Logo asked us for our thoughts about the candidate's responses last night and posted this from Alan Van Capelle this morning on its election 2008 website called TheVisibleVote08. You can read it below or go here. We also provided our thoughts to the New York Post and you can read those here.
Last night was a historic moment in the lesbian, gay, bisexual and transgender (LGBT) movement. For the first time in our history Democratic candidates asking to be our next President spent 90 minutes discussing our issues on national television.
The fact that this event took place at all is an achievement for our community. It illustrates how far we are from the days when discussing gay issues was viewed as a liability for a candidate and our community was in the political wilderness.
On the stage, the candidates showed amazing agreement on many of our important issues. They agreed that we need a comprehensive hate crimes law, that it’s wrong to fire people from their job because of their sexual orientation or gender identity and expression, and that it’s time to repeal the “Don’t Ask, Don’t Tell” law.
But in today’s climate, it hardly takes an enormous amount of political courage to advocate positions that are held by 70-80 percent of Americans.
It has been suggested to me that I should be pleased at how far our civil rights struggle has advanced. I should take comfort that time is on our side and that the question of whether marriage equality will be the law of the land is no longer one of if but rather one of when. While I agree, I remain unsatisfied with some of what I heard last night.
Even though all of the candidates spoke passionately about equality, and despite some very tough questions from the panelists, none of the frontrunners stepped forward in favor of marriage equality. No matter how much they try to convince themselves that civil unions provide equality, the problems gay and lesbian couples are having in New Jersey prove civil unions are not equal.
There is no such thing as partial equality. You either have equality or you don’t. Period.
Despite my disappointment, nobody can deny that passage of the Employment Non-Discrimination Act, the Hate Crimes Bill and the repeal of “Don’t Ask, Don’t Tell” would make us a stronger nation and would improve the lives of LGBT people. These advances would be important milestones on our path to equality.
That said, the prospect of spending the next year and a half having the same few issues raised and listening to the same answers would be a missed opportunity for our community. That’s why it was refreshing to hear other important issues raised last night.
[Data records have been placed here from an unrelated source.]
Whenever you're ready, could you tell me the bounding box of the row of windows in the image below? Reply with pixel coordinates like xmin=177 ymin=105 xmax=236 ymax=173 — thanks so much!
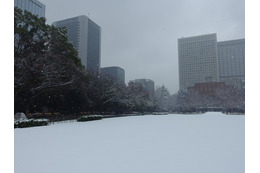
xmin=218 ymin=42 xmax=245 ymax=47
xmin=219 ymin=61 xmax=244 ymax=67
xmin=179 ymin=55 xmax=217 ymax=60
xmin=179 ymin=46 xmax=216 ymax=52
xmin=179 ymin=41 xmax=216 ymax=46
xmin=179 ymin=35 xmax=216 ymax=44
xmin=220 ymin=68 xmax=245 ymax=76
xmin=179 ymin=59 xmax=218 ymax=65
xmin=218 ymin=51 xmax=244 ymax=57
xmin=15 ymin=0 xmax=45 ymax=17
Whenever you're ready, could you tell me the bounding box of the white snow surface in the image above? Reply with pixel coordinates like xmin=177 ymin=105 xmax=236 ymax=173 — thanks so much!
xmin=15 ymin=112 xmax=244 ymax=173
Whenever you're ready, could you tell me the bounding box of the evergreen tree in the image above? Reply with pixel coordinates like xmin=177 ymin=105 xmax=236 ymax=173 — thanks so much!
xmin=14 ymin=7 xmax=88 ymax=114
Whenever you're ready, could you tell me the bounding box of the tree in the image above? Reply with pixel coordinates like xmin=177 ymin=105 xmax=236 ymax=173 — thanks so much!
xmin=126 ymin=82 xmax=156 ymax=113
xmin=14 ymin=8 xmax=88 ymax=114
xmin=154 ymin=85 xmax=170 ymax=111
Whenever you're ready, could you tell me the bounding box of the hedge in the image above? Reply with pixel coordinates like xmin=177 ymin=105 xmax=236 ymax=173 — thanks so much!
xmin=14 ymin=119 xmax=49 ymax=128
xmin=77 ymin=115 xmax=103 ymax=122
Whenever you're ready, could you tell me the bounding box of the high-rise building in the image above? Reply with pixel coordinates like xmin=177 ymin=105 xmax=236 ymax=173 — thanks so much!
xmin=101 ymin=66 xmax=125 ymax=85
xmin=14 ymin=0 xmax=45 ymax=18
xmin=217 ymin=39 xmax=245 ymax=89
xmin=178 ymin=33 xmax=219 ymax=91
xmin=129 ymin=79 xmax=155 ymax=99
xmin=53 ymin=15 xmax=101 ymax=74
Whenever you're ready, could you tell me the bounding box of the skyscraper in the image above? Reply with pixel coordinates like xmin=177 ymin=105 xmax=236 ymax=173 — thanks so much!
xmin=53 ymin=15 xmax=101 ymax=74
xmin=178 ymin=33 xmax=219 ymax=91
xmin=14 ymin=0 xmax=45 ymax=18
xmin=217 ymin=39 xmax=245 ymax=89
xmin=101 ymin=66 xmax=125 ymax=85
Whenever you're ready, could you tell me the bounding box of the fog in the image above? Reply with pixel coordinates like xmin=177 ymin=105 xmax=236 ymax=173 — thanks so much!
xmin=40 ymin=0 xmax=245 ymax=94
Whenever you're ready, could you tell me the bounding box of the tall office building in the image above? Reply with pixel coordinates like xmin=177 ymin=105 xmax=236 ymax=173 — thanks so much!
xmin=53 ymin=15 xmax=101 ymax=74
xmin=178 ymin=33 xmax=219 ymax=92
xmin=217 ymin=39 xmax=245 ymax=89
xmin=14 ymin=0 xmax=45 ymax=18
xmin=101 ymin=66 xmax=125 ymax=85
xmin=129 ymin=79 xmax=155 ymax=99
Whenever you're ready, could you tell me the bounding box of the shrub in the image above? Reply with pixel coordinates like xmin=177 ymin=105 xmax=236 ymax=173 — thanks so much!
xmin=14 ymin=119 xmax=49 ymax=128
xmin=77 ymin=115 xmax=103 ymax=122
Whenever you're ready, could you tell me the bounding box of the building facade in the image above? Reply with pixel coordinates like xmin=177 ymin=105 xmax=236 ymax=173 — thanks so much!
xmin=129 ymin=79 xmax=155 ymax=99
xmin=178 ymin=33 xmax=219 ymax=92
xmin=217 ymin=39 xmax=245 ymax=89
xmin=101 ymin=66 xmax=125 ymax=85
xmin=53 ymin=15 xmax=101 ymax=74
xmin=14 ymin=0 xmax=45 ymax=17
xmin=187 ymin=82 xmax=233 ymax=96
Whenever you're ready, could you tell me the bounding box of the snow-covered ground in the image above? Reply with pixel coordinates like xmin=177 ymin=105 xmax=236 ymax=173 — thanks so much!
xmin=14 ymin=112 xmax=244 ymax=173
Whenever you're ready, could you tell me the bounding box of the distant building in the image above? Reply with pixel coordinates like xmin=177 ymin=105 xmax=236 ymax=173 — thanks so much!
xmin=53 ymin=15 xmax=101 ymax=74
xmin=129 ymin=79 xmax=155 ymax=99
xmin=101 ymin=66 xmax=125 ymax=85
xmin=217 ymin=39 xmax=245 ymax=89
xmin=178 ymin=33 xmax=219 ymax=92
xmin=14 ymin=0 xmax=45 ymax=17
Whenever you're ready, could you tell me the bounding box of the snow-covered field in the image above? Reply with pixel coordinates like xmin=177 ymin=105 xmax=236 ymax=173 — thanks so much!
xmin=15 ymin=112 xmax=244 ymax=173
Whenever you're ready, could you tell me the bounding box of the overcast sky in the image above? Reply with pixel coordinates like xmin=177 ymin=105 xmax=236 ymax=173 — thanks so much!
xmin=39 ymin=0 xmax=245 ymax=94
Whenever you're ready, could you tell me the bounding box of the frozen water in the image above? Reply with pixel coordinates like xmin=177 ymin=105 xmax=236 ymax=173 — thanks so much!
xmin=14 ymin=112 xmax=244 ymax=173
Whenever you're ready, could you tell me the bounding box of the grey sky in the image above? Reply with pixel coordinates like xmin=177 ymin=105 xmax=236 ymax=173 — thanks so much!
xmin=39 ymin=0 xmax=245 ymax=94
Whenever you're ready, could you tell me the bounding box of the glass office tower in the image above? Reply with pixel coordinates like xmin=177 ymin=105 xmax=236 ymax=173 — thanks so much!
xmin=53 ymin=15 xmax=101 ymax=74
xmin=14 ymin=0 xmax=45 ymax=17
xmin=217 ymin=39 xmax=245 ymax=89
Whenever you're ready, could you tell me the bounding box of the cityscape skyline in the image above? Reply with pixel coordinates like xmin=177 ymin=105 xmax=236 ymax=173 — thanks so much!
xmin=178 ymin=33 xmax=245 ymax=92
xmin=37 ymin=0 xmax=245 ymax=94
xmin=8 ymin=1 xmax=260 ymax=172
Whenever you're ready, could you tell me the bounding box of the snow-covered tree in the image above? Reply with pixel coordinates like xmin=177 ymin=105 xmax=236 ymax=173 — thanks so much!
xmin=154 ymin=85 xmax=171 ymax=111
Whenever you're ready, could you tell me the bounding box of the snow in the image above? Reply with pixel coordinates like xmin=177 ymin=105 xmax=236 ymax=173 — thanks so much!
xmin=14 ymin=112 xmax=244 ymax=173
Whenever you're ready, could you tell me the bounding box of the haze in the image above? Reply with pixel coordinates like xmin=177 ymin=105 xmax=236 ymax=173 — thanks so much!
xmin=40 ymin=0 xmax=245 ymax=94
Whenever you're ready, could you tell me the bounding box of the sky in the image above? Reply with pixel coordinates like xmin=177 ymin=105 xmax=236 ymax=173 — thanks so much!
xmin=26 ymin=0 xmax=245 ymax=94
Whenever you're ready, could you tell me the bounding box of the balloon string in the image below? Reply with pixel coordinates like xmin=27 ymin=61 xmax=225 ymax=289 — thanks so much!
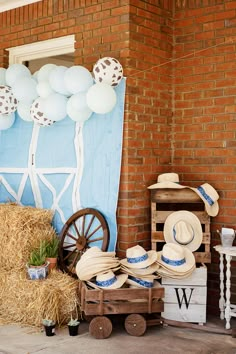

I was glad to hear an acknowledgment of the problem of homeless LGBT youth on our streets. I was glad to hear transgender issues raised and the desperate plight of gay people in countries like Iraq mentioned.
Moving forward, I hope the candidates tell us how they will address the needs of our aging LGBT population when they are reforming our health and human services delivery system. I hope they commit to inviting gay and lesbian people to be at the table when we finally pass an immigration reform bill. I also want to hear about how they will address the crystal meth epidemic in the LGBT population when they write their drug policy.
The reality is that LGBT people have specific concerns that need to be addressed in many of the most important national issues of our day.
The 2008 election cycle represents the best opportunity in a generation for LGBT people to make real progress on a broader range of issues. Last night was the beginning of what I hope will be and should be a much longer and detailed conversation.